Praia Clube, Minas e Osasco fizeram a opção e jogarão a primeira partida das quartas de final em casa. Todos vão sair na sequência e se for o caso decidem novamente sob seus respectivos domínios a vaga na semifinal da Superliga.

O Rio não.

Bernardinho manteve a filosofia usada desde os tempos em que o patrocinador mandava seus jogos em Curitiba, ou seja, primeira fora e segunda em casa.

O técnico não fala abertamente em superstição ou coisas do gênero.

Natália

Ele se agarra a tradição, a força da camisa, ao histórico do clube nos playoffs e a possibilidade de resolver tudo diante da torcida caso aconteça algum tropeço na ida.

Há mais de 10 anos, o extinto time de Campos, na época comandado por Luizomar de Moura, aprontou e deu muito trabalho ao Rio que se classificou para a decisão no limite.

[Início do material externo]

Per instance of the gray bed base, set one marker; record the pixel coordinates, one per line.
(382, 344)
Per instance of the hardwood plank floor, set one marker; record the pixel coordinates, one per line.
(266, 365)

Um episódio isolado não faria Bernardinho mudar sua maneira de pensar até porque o Rio jamais foi eliminado nessas circunstâncias.

Sempre, tirando um aperto ou outro, deu certo.

Bernardinho não corre risco contra o Pinheiros em hipótese alguma. Tanto faz jogar dois jogos fora ou dois em casa que o Rio vai se classificar com sobras e sem sustos.